You’re Doing it… Right.

You're Doing it... Right.
| August 20, 2012

Hello everyone and welcome once again to Patch Notes, starting this week Patch Notes will now be posted on Mondays.

What better way to start off your week than by reading about all the fancy downloadable games and content out there. In this week’s column I’ll be talking about a two titles that are nailing the freemium business model.

The-Simpsons-Tapped-Out-870First a little background on freemium. When something is described as freemium it means that there is a digital product or service that is offered free of charge but features in-application purchases for other features and in some cases content. This model has been used in many industries but has found  great success when it comes to games. There are tonnes of free games available for mobile devices, but more often than not you’ll find that these games are actually freemium games. Some popular examples include: The Simpsons: Tapped Out (iOS), Tribes: Ascend (PC), and Trade Nations (iOS). While all those games are good, especially Tribes, today I’m going to focus on two games which, in my opinion, are nailing this model.

The first title which I feel is nailing the freemium model is a game from Backflip Studios called  DragonVale. The premise of DragonVale is simple: You have a dragon theme park and it’s up to you to bring in throngs of people. This is accomplished by decorating your park, or more importantly, by breeding dragons. In DragonVale breeding is done by selecting two different dragons and seeing what the pair produce. Each egg has a breeding time and an incubation time which are processed in real-time. This means you can end up waiting 48 hours for a dragon or egg, if you don’t have any gems that is. This is where the freemium idea comes in, in DragonVale you can pay real money for gems, the in-game currency, which you can then use to speed up construction, breeding, or incubation times. This is all well and good for all the impatient people out there but where Backflip really gets it is by allowing players to spend gems on other items or upgrades. In DragonVale you can upgrade your Breeding Cave or other buildings with gems or buy rare dragons instead of breeding them. Anything that can be bought in the game can also be earned which I feel is the more satisfying option.

There’s more to how DragonVale is doing things right but I want to get into to my other example first. Anyone who is even vaguely familiar with first-person shooters or PC gaming in general has definitely heard of Team Fortress 2. TF2 has been around since 2007 when it was released alongside Portal and Half-Life 2: Episode 2 as part of the Orange Box. When it was released, TF2 was a tightly balanced, amazingly fun, multiplayer first-person shooter that sold for around $20 on its own. Then in 2011 likely due to the game’s enormous success TF2‘s publisher/developer Valve Software decided that they had made enough money off the title and decided that it should be free, for everyone, forever. I said that the shift to the free-to-play model was due to the game’s success but in truth it probably had more to do with the introduction of the Mann Co. store. Can you guess what the Mann Co. store added to TF2? Well yes, more hats would be correct but it also added microtransactions. So, since the game is free and is monetized by microtransactions that makes it? Yup, you guessed it, freemium. At the Mann Co. store players can purchase all sorts of goodies like hats, weapons, hats, mini-games, hats, paint, hats, labels, and I’ve heard you can even get hats.

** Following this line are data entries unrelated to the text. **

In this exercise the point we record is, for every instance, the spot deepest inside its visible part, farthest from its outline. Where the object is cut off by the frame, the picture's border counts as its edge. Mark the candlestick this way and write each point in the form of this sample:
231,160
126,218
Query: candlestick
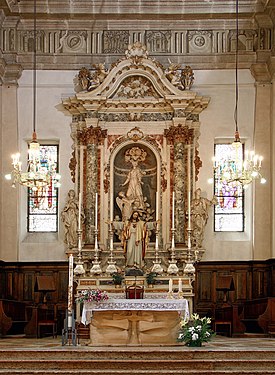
70,290
79,211
157,206
173,210
96,204
180,285
170,285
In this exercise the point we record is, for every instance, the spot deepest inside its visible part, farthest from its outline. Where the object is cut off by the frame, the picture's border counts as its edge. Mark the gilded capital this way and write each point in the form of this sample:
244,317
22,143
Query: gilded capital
10,73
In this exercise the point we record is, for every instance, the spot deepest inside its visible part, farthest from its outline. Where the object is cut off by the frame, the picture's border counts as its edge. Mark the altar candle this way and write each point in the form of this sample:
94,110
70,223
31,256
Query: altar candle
180,285
157,206
96,204
173,210
81,168
70,289
170,285
79,211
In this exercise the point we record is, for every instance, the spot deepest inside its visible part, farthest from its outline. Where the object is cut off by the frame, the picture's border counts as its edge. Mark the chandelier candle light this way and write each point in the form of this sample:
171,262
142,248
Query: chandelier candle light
234,169
36,175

We have two very different games employing the same business model and doing it fantastically well. This is most likely due to many factors but both games have one element in common which does what every freemium game needs to do, keep people playing. That one element is…new content. I have played many freemium games in my day but none have been as compelling as DragonVale and TF2. The whole reason that I keep coming back is because I want to see what they’re going to do next. TF2 is probably one of the best supported titles in videogame history. Even now, five years after release Valve is still releasing new content for TF2. In fact, the game just received a massive update which adds new maps and a whole new way to play. It just astounds me that Valve continues to support this title in such amazing ways instead of doing what most publishers do, which is to move on to the sequel. DragonVale also doing essentially the same thing. Backflip Studios regularly adds updates to the game sometimes without even telling players. Over the past nine months that I have been playing DragonVale Backflip has added so many new dragons that’s I’ve lost count. Some are limited, meaning they have to be bred by a certain date, while others have been made permanent. Often dragons are tied to holidays which are happening at the same time or real world events. For example, around St. Patrick’s Day players could breed a Clover Dragon and more recently the Olympus Dragons were introduced at the same time the 2012 Olympics got underway in London, England. It’s the fact that these two titles keep releasing meaningful content that keep me and a lot of other players coming back for more. While it may be an old saying from the days of mafia run Vegas casinos but “ The longer they play, the more they’ll pay.” In addition to the regular content updates that I feel make these games successful  and compelling there isn’t much you can get in these freemium games that cannot be earned by good ol’ fashioned hard work. Almost everything that can be purchased in these games can also be earned by playing the game. All you have to do is have some patience and be willing to put in the time. If you do that the rewards are all the sweeter. Why? Because your earned them.